A combination picture of two file photos shows Brazil's presidential candidates Marina Silva (L) of the Brazilian Socialist Party (PSB) in Sao Paulo, and Dilma Rousseff (R) of the Workers' Party (PT) in Brasilia. Current Brazilian President Rousseff has narrowed environmentalist Silva's lead in a likely second-round presidential election runoff in October to three percentage points from six points two weeks ago, a new opinion poll showed on September 9, 2014. Credit: Reuters/Bruno Santos (L) and Ueslei Marcelino (R)

(Reuters) – Brazilian President Dilma Rousseff has recovered support and is running neck-and-neck with environmentalist Marina Silva in a likely second-round runoff in the October election, a poll published on Wednesday showed.
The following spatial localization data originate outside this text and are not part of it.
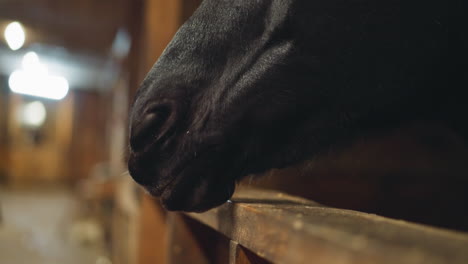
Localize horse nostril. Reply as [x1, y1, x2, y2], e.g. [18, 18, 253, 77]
[130, 103, 174, 152]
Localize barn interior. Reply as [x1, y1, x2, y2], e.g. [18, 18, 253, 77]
[0, 1, 467, 264]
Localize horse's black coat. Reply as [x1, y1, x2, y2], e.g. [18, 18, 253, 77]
[128, 0, 466, 212]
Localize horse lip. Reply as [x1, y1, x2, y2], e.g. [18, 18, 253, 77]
[144, 177, 175, 196]
[143, 149, 218, 199]
[160, 174, 237, 212]
[143, 160, 188, 197]
[135, 134, 226, 203]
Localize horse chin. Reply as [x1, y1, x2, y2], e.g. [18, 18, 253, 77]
[159, 173, 236, 212]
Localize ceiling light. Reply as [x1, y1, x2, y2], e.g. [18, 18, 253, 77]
[4, 21, 25, 51]
[19, 101, 47, 128]
[9, 52, 69, 100]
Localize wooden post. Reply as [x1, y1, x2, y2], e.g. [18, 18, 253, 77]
[137, 195, 168, 264]
[128, 1, 202, 263]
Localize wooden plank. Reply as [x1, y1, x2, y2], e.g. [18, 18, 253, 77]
[186, 188, 468, 264]
[166, 213, 209, 264]
[137, 195, 168, 264]
[140, 0, 183, 74]
[229, 241, 272, 264]
[112, 176, 140, 264]
[127, 1, 201, 264]
[69, 91, 108, 182]
[166, 213, 232, 264]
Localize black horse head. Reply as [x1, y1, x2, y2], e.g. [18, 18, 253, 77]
[128, 0, 459, 212]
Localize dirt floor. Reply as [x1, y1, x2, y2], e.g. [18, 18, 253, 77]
[0, 186, 111, 264]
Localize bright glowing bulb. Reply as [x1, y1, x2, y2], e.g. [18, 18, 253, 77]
[4, 22, 25, 51]
[22, 52, 48, 76]
[23, 52, 39, 65]
[48, 76, 69, 99]
[20, 101, 47, 127]
[8, 52, 69, 100]
[22, 52, 46, 73]
[9, 70, 69, 100]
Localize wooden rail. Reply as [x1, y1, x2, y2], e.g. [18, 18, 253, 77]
[163, 188, 468, 264]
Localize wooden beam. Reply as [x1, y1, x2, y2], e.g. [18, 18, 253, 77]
[229, 241, 272, 264]
[186, 188, 468, 264]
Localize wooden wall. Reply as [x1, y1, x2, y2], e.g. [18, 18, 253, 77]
[129, 0, 203, 98]
[0, 88, 111, 186]
[3, 92, 74, 185]
[0, 0, 137, 186]
[69, 91, 109, 182]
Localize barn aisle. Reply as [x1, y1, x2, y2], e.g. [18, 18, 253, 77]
[0, 186, 110, 264]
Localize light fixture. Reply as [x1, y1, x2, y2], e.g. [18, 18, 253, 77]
[22, 52, 44, 73]
[19, 101, 47, 128]
[9, 52, 69, 100]
[4, 21, 25, 51]
[111, 29, 131, 59]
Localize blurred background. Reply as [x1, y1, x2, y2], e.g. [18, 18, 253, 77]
[1, 1, 467, 264]
[0, 0, 202, 263]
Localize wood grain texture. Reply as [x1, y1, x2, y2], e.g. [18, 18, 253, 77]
[186, 188, 468, 264]
[137, 195, 168, 264]
[229, 241, 272, 264]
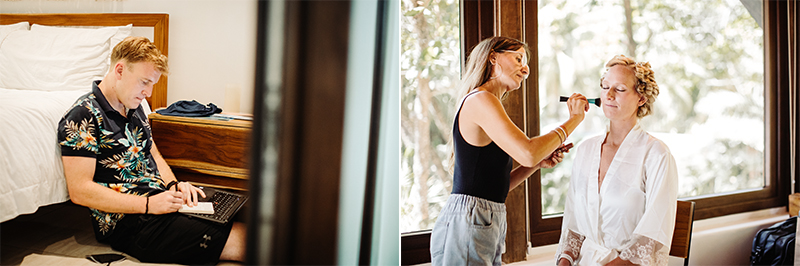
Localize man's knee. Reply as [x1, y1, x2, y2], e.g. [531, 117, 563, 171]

A combination picture of two file photos shows Brazil’s presidential candidates Marina Silva (L) of the Brazilian Socialist Party (PSB) in Sao Paulo, and Dilma Rousseff (R) of the Workers’ Party (PT) in Brasilia. Current Brazilian President Rousseff has narrowed environmentalist Silva’s lead in a likely second-round presidential election runoff in October to three percentage points from six points two weeks ago, a new opinion poll showed on September 9, 2014.
Credit: Reuters/Bruno Santos (L) and Ueslei Marcelino (R)

Silva has 42 percent of voter support in a second-round vote, one percentage point ahead of Rousseff, according to the survey by polling firm Vox Populi. The poll was commissioned by weekly news magazine Carta Capital and published on its website.
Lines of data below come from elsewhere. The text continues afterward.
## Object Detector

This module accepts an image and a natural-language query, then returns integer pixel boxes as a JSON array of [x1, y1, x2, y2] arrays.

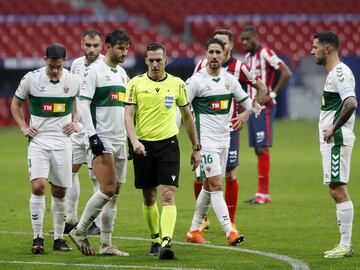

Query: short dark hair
[[105, 29, 131, 46], [83, 28, 101, 39], [206, 38, 225, 50], [241, 25, 257, 35], [146, 42, 166, 54], [46, 43, 66, 59], [314, 31, 339, 50], [213, 29, 234, 42]]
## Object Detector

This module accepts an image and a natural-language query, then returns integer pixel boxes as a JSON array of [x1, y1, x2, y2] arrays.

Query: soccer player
[[10, 43, 81, 254], [240, 26, 293, 204], [311, 31, 357, 258], [193, 29, 266, 229], [124, 42, 201, 259], [69, 30, 131, 257], [185, 38, 261, 245], [65, 28, 104, 235]]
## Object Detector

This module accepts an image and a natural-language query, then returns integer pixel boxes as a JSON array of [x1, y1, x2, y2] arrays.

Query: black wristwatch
[[192, 144, 202, 151]]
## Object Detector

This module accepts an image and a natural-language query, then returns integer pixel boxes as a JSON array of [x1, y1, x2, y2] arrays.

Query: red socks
[[257, 153, 270, 194], [225, 180, 238, 224], [194, 180, 202, 199]]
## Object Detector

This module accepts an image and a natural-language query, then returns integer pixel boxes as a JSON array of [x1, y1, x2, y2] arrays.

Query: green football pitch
[[0, 119, 359, 270]]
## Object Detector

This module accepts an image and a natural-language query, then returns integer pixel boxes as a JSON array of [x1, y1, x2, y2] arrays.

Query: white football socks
[[190, 188, 211, 231], [30, 193, 45, 239], [65, 172, 80, 224], [210, 191, 232, 236], [336, 200, 354, 248], [77, 191, 111, 233], [100, 194, 119, 246], [52, 196, 66, 240]]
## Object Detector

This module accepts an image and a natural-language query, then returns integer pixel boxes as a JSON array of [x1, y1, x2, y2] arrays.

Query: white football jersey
[[15, 67, 81, 149], [186, 68, 250, 149], [79, 59, 128, 145], [319, 62, 356, 146], [70, 54, 104, 142]]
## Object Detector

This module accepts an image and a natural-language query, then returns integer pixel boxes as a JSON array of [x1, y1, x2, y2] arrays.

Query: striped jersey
[[194, 55, 258, 131], [79, 59, 128, 145], [15, 67, 81, 149], [70, 55, 104, 142], [186, 68, 250, 149], [319, 62, 356, 146], [244, 45, 283, 99]]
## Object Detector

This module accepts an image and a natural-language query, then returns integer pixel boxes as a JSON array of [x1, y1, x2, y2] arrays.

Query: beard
[[315, 50, 327, 65]]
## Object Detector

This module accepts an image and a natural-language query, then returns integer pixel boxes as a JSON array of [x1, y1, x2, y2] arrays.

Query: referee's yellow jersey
[[125, 73, 189, 141]]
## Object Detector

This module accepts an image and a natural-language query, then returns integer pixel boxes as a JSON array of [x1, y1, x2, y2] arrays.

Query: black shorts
[[133, 136, 180, 189]]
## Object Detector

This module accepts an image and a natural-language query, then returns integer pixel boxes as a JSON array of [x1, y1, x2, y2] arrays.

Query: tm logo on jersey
[[110, 92, 125, 102], [210, 100, 229, 110], [42, 103, 65, 113]]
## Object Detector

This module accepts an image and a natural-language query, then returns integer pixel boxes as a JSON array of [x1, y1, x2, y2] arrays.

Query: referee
[[124, 42, 201, 260]]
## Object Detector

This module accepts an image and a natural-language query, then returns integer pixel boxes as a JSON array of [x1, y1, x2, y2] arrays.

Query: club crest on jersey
[[164, 96, 174, 109], [225, 84, 230, 90], [206, 166, 211, 172], [63, 86, 69, 93]]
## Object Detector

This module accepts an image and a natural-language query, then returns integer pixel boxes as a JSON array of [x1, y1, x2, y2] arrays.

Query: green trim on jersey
[[29, 95, 74, 117], [194, 113, 201, 144], [330, 145, 341, 182], [321, 91, 342, 111], [192, 94, 234, 115], [92, 85, 126, 107], [322, 91, 344, 144], [15, 94, 26, 102], [79, 95, 92, 101]]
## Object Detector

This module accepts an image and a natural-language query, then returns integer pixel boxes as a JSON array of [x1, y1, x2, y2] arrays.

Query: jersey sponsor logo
[[41, 103, 66, 113], [164, 96, 174, 109], [110, 92, 125, 102], [210, 100, 229, 110]]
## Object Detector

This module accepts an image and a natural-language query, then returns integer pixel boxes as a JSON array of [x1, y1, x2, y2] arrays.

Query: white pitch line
[[0, 260, 213, 270], [0, 231, 309, 270]]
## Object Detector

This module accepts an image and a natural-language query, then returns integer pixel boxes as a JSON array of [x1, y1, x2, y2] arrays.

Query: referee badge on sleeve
[[164, 96, 174, 109]]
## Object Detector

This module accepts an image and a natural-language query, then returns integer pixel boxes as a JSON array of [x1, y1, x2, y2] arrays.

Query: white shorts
[[195, 147, 228, 178], [89, 140, 127, 183], [72, 131, 89, 165], [28, 144, 72, 188], [320, 143, 353, 184]]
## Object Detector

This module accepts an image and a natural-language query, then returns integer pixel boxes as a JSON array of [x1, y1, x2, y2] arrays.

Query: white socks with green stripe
[[30, 193, 45, 239], [190, 188, 211, 231], [336, 200, 354, 248]]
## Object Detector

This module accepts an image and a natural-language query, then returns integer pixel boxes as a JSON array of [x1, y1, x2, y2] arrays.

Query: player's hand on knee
[[89, 134, 105, 156]]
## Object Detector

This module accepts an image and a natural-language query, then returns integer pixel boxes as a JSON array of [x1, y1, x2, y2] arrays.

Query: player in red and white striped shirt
[[193, 29, 266, 229], [240, 25, 292, 204]]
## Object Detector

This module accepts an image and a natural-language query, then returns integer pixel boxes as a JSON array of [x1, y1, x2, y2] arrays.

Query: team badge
[[225, 84, 230, 90], [63, 86, 69, 93], [206, 166, 211, 172], [164, 96, 174, 109]]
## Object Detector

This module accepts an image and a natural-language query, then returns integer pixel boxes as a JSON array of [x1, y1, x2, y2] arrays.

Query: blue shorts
[[226, 130, 240, 169], [248, 105, 276, 148]]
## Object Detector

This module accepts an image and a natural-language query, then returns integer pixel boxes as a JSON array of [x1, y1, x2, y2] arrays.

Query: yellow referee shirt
[[125, 73, 189, 141]]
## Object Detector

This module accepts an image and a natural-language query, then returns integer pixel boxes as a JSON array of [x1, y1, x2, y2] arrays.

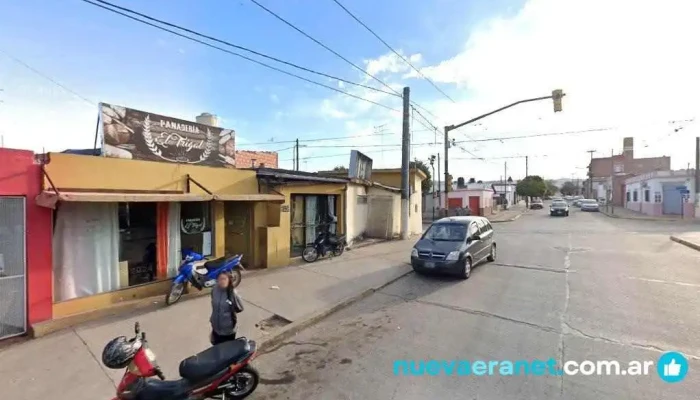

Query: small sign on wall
[[281, 205, 290, 212]]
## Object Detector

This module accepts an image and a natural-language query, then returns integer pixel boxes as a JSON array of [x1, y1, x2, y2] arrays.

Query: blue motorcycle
[[165, 249, 243, 306]]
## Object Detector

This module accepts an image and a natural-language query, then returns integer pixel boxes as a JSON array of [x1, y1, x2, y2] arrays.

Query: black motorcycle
[[301, 230, 347, 263]]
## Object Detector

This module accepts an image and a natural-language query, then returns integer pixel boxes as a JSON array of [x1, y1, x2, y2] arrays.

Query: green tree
[[516, 175, 547, 198], [560, 181, 577, 196], [409, 160, 433, 193], [333, 165, 347, 172], [545, 180, 559, 196]]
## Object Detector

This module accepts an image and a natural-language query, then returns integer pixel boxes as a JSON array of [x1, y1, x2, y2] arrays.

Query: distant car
[[530, 199, 544, 209], [573, 199, 583, 207], [411, 216, 496, 280], [550, 200, 569, 216], [580, 199, 600, 212]]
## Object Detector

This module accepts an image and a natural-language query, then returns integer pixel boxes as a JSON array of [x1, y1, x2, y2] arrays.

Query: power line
[[0, 49, 95, 106], [282, 148, 402, 161], [248, 0, 438, 118], [81, 0, 399, 112], [89, 0, 398, 99], [329, 0, 456, 103], [237, 132, 394, 146], [453, 127, 614, 144]]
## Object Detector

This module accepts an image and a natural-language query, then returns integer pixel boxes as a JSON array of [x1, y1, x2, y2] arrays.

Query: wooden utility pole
[[586, 150, 595, 199], [295, 139, 300, 171], [400, 87, 411, 240]]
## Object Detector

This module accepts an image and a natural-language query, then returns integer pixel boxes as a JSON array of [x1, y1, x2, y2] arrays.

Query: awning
[[36, 191, 213, 209], [213, 194, 285, 203]]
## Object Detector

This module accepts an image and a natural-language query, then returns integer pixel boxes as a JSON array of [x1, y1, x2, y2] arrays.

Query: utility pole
[[695, 137, 700, 219], [525, 156, 529, 208], [504, 162, 508, 207], [400, 87, 411, 240], [437, 152, 441, 214], [429, 155, 436, 221], [610, 148, 614, 215], [586, 150, 595, 199], [295, 139, 300, 171], [444, 126, 450, 205]]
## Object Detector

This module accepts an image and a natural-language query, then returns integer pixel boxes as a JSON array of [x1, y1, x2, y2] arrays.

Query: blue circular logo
[[657, 351, 689, 383]]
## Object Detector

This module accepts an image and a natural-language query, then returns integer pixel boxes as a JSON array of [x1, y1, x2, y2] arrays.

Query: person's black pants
[[211, 331, 236, 345]]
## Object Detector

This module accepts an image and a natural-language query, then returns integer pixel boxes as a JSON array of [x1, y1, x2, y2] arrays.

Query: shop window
[[644, 190, 650, 202], [180, 202, 213, 257], [633, 191, 638, 202], [654, 192, 662, 203], [290, 194, 339, 257], [118, 203, 158, 286]]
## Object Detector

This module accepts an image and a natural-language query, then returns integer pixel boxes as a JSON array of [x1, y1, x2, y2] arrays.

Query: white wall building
[[623, 170, 695, 218]]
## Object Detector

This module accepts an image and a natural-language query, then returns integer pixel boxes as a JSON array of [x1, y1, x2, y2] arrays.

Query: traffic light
[[552, 89, 564, 112], [446, 174, 453, 190]]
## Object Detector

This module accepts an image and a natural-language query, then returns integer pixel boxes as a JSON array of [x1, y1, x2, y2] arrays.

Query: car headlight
[[445, 251, 460, 261], [411, 248, 418, 258]]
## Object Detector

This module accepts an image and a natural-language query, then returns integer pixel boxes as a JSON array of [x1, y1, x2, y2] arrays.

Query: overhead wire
[[248, 0, 439, 119], [80, 0, 400, 112], [237, 132, 395, 146], [329, 0, 456, 103], [89, 0, 399, 99]]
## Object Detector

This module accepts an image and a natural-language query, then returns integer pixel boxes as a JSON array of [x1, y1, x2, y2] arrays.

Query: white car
[[580, 199, 600, 212]]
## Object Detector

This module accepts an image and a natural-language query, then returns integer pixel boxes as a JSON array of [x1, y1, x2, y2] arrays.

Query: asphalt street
[[252, 206, 700, 400]]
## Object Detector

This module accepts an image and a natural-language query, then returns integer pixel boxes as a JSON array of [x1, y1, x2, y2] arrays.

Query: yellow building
[[38, 154, 351, 318]]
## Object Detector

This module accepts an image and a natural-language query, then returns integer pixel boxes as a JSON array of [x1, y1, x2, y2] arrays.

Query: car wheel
[[487, 244, 496, 262], [460, 257, 472, 280], [566, 211, 569, 216]]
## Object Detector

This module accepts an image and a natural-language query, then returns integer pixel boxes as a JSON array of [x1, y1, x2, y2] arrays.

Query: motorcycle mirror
[[135, 322, 140, 334]]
It was the first Vox Populi poll since Silva joined the presidential race nearly one month ago following the death of her party’s previous candidate, Eduardo Campos, so it did not provide comparative figures with previous surveys.
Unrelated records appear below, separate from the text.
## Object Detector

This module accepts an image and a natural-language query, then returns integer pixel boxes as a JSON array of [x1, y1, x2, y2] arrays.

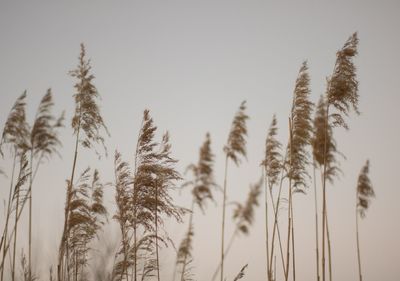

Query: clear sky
[[1, 1, 399, 280]]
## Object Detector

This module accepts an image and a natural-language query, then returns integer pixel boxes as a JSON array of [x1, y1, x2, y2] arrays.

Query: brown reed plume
[[113, 151, 134, 281], [285, 61, 313, 281], [176, 133, 215, 281], [0, 90, 63, 281], [321, 32, 359, 281], [0, 92, 30, 281], [129, 110, 183, 281], [58, 43, 108, 281], [66, 168, 107, 281], [232, 264, 248, 281], [28, 89, 64, 279], [220, 101, 248, 281], [262, 115, 286, 281], [355, 160, 374, 281], [175, 223, 194, 281], [12, 153, 30, 281], [311, 96, 343, 281], [211, 179, 261, 281]]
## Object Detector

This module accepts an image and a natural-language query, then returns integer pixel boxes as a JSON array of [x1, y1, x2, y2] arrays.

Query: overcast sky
[[1, 1, 400, 280]]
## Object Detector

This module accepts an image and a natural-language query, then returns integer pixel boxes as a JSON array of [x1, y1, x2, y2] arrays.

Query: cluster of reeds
[[0, 33, 376, 281]]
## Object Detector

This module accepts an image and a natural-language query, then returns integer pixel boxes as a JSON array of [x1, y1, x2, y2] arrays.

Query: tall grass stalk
[[355, 160, 374, 281], [212, 179, 262, 281], [321, 33, 359, 281], [285, 61, 313, 281], [58, 43, 108, 281], [220, 101, 248, 281]]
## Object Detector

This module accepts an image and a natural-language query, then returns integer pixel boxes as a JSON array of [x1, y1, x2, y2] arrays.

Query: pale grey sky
[[1, 1, 399, 280]]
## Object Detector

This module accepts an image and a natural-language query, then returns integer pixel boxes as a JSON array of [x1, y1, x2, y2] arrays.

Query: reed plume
[[232, 178, 262, 235], [113, 151, 133, 280], [67, 168, 107, 281], [312, 96, 341, 182], [176, 133, 215, 281], [262, 115, 284, 281], [285, 61, 313, 281], [0, 92, 30, 281], [220, 101, 248, 281], [58, 43, 108, 281], [287, 61, 313, 191], [321, 33, 359, 281], [130, 110, 183, 281], [175, 223, 194, 281], [29, 89, 64, 279], [0, 91, 30, 155], [211, 179, 261, 281], [327, 33, 359, 130], [263, 115, 282, 188], [232, 264, 248, 281], [312, 95, 345, 281], [355, 160, 374, 281]]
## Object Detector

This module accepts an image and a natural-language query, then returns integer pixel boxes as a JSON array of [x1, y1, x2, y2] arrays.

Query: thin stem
[[211, 228, 239, 281], [28, 150, 33, 281], [180, 200, 195, 281], [285, 185, 292, 281], [58, 117, 81, 281], [220, 155, 229, 281], [12, 155, 24, 281], [155, 180, 160, 281], [321, 104, 330, 281], [268, 180, 287, 278], [356, 196, 362, 281], [285, 118, 293, 281], [326, 211, 332, 281], [291, 196, 296, 281], [133, 119, 143, 281], [264, 168, 271, 281], [269, 166, 288, 278], [0, 150, 17, 281], [313, 165, 320, 281]]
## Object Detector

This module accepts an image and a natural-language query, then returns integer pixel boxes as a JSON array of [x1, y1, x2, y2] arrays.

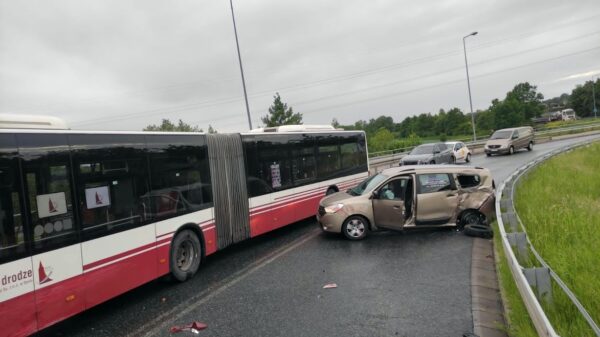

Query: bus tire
[[170, 229, 202, 282], [326, 186, 338, 195]]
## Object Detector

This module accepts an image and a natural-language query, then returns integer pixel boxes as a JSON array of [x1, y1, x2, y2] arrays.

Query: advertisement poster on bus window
[[36, 192, 67, 218], [271, 163, 281, 188], [85, 186, 111, 209]]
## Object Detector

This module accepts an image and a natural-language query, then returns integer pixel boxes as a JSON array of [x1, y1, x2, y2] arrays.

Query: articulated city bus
[[0, 117, 368, 336]]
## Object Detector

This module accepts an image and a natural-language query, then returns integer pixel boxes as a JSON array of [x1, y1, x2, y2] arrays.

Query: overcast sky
[[1, 0, 599, 132]]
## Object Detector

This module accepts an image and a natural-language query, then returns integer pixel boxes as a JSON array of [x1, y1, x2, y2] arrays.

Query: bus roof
[[0, 113, 69, 130]]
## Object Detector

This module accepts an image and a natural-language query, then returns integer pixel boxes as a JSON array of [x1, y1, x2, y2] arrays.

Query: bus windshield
[[348, 174, 388, 196]]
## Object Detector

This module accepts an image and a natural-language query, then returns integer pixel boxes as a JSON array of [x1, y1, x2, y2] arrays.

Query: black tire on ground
[[509, 146, 514, 155], [170, 229, 202, 282], [486, 153, 491, 157], [429, 160, 436, 164], [527, 142, 533, 151], [326, 187, 337, 195], [466, 153, 471, 163], [464, 224, 493, 239], [458, 210, 487, 231], [341, 215, 369, 240]]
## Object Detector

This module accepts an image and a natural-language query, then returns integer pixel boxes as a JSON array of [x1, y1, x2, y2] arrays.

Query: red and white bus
[[0, 118, 368, 336]]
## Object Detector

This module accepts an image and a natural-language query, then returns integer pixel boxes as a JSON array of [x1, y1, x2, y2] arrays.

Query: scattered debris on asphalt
[[323, 283, 338, 289], [170, 321, 207, 334]]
Other recent polls by larger opinion research institutes have shown Rousseff narrowing the gap with Silva in a runoff, which will take place on Oct. 26 if no candidate wins more than 50 percent of the votes in the first round of voting on Oct. 5. But those polls have shown Silva winning the election in a runoff.

In the first round, Rousseff would get 36 percent of the vote, Silva 28 percent and centrist opposition candidate Aecio Neves 15 percent, according to the Vox Populi poll.

A separate survey by the Datafolha institute, which political analysts watch more closely because it conducts polls more frequently than Vox Populi, is scheduled for release later on Wednesday.

The Vox Populi poll surveyed 2,000 voters on Monday and Tuesday. It has a margin of error of plus or minus 2.2 percentage points.